BEN RACHID, NADIA

Nadia Ben Rachid

No birth date available.

Nadia Ben Rachid is a Franco-Tunisian editor who has worked for twenty years with Abderrahmane Sissako on his films, such as Waiting for Happiness, Bamako and Life on Earth. She won a César as well as Best Editing at FESPACO for Sissako’s latest film, Timbuktu. Ben Rachid has edited numerous documentaries, including all of Anne Aghion’s films, including the 2005 Emmy winner In Rwanda We Say…The Family That Does Not Speak Dies. She recently edited Shirin Neshat’s Looking for Oum Kulthum.

“There are treasures in the footage that must be managed carefully as this is what captures the viewer’s attention. It must be presented in small doses. A film is like promising the viewer something based on a time frame and a story. The viewer is generous but one should not go too far. My role is there, when there is discussion, for bringing it to its potential. I consider myself the first spectator of the film.”

“I am probably as bored as anyone else in life, even more; I think that this is a quality for an editor. There are so many things to do during editing! I have to be very organized; it is the only way to keep a clear head. Hence, I can be totally involved and concentrated.”
—Two extracts from an interview with Ben Rachid by Djia Mambu. The full interview can be found in the Appendix.

FRUCHTMAN, LISA

Lisa Fruchtman

Born 1948

Lisa Fruchtman is a film and television editor and documentary director with twenty-five film credits. After interning with a documentary film group in the USA, Fruchtman spent a year developing her editing skills at the National Film Board of Canada and then returned to the states, where she began working as an assistant editor for Francis Ford Coppola on The Godfather Part II. Later, as an editor, she worked on two other Coppola films: Apocalypse Now (co-edited with Richard Marks, Gerald B. Greenberg and Walter Murch) and The Godfather Part III (co-edited with Barry Malkin and Walter Murch). Both films were nominated for Best Editing Oscars. Fruchtman (and her co-editors Glenn Farr, Tom Rolf, Stephen A. Rotter and Douglas Stewart) won an Oscar for Philip Kaufman’s The Right Stuff. Her first film with solo editing credit was for Randa Haines’ Children of a Lesser God.

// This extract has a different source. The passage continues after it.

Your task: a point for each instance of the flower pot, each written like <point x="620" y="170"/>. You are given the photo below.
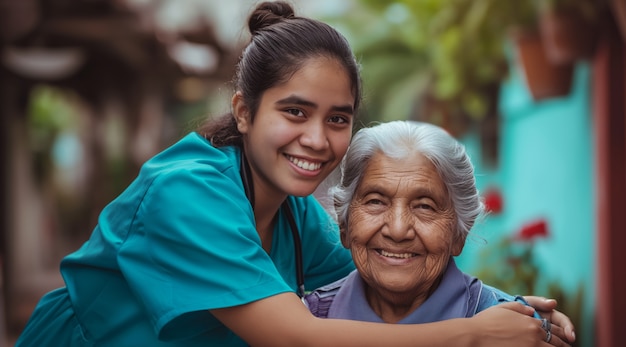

“He [Coppola] surrounds himself with a lot of different kinds of collaborators—not only great artists but also very nuts and bolts people, so it’s kind of like all the different parts of the job are taken up by his team and he’s free to be wildly imaginative because he depends on all of us to execute the vision without actually being told what to do. He never says, “Do this” or “Do that” or “Cut here” or anything ever like that. He’s rarely in the cutting room. He likes to see what you come up with and then screen it separately or in the context of a cut and then give you some vague direction about how it could be better and let you go back and figure it out. And for me, that was a very exciting and creative process. For some people, it might be maddening. For the studio, it was certainly maddening.”
From “The Art of the Edit,” a 2017 interview with Lisa Fruchtman. The link to the full video can be found in the appendix.